# same area and perimeter

The perimeter and the area of a given triangle have the same numerical value when measured via a certain unit of measure. If the lengths of the three altitudes of the triangle are p, q, and r, what is the numerical value of $1/q + 1/p + 1/r$?
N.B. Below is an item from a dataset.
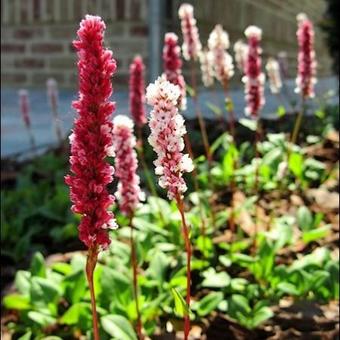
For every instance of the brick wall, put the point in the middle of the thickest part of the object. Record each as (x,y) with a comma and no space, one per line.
(37,34)
(36,37)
So first I set up the three sides' lengths as $a, b, c$ respectively, so that the perimeter and area both would be $a+b+c$. but the area is also equal to $ap/2 + bq/2 + cr/2 = a+b+c$, which leads to $ap + bq+cr = 2a + 2b + 2c$. However, $1/q + 1/p + 1/r = (qr + pr + pq)/(pqr)$, which doesn't seem to help much. How can I solve this?

Note that $$\frac{1}{p}+\frac{1}{q}+\frac{1}{r}=\frac{a}{2A}+\frac{b}{2A}+\frac{c}{2A}=\frac{P}{2A}$$ where $a,b,c$ are the sides of the triangle, $A$ is the area and $P$ is the perimeter.
$$A = \frac{ap}{2}= \frac{bq}{2}= \frac{cr}{2}=a+b+c.$$ $$\frac{ap}{2}=a+b+c$$ $$p=\frac{2(a+b+c)}{a}$$ Similarly, $$q=\frac{2(a+b+c)}{b}$$ $$r=\frac{2(a+b+c)}{c}$$ Now $$\frac{1}{p}+\frac{1}{q}+\frac{1}{r}=\frac{a}{2(a+b+c)}+\frac{b}{2(a+b+c)}+\frac{c}{2(a+b+c)}$$ $$\frac{1}{p}+\frac{1}{q}+\frac{1}{r}=\frac{a+b+c}{2(a+b+c)}$$$$\frac{1}{p}+\frac{1}{q}+\frac{1}{r}=\frac{1}{2}$$
$$2(a+b+c)=pa.$$ Thus, $$\sum_{cyc}\frac{1}{p}=\sum_{cyc}\frac{a}{2(a+b+c)}=\frac{1}{2}$$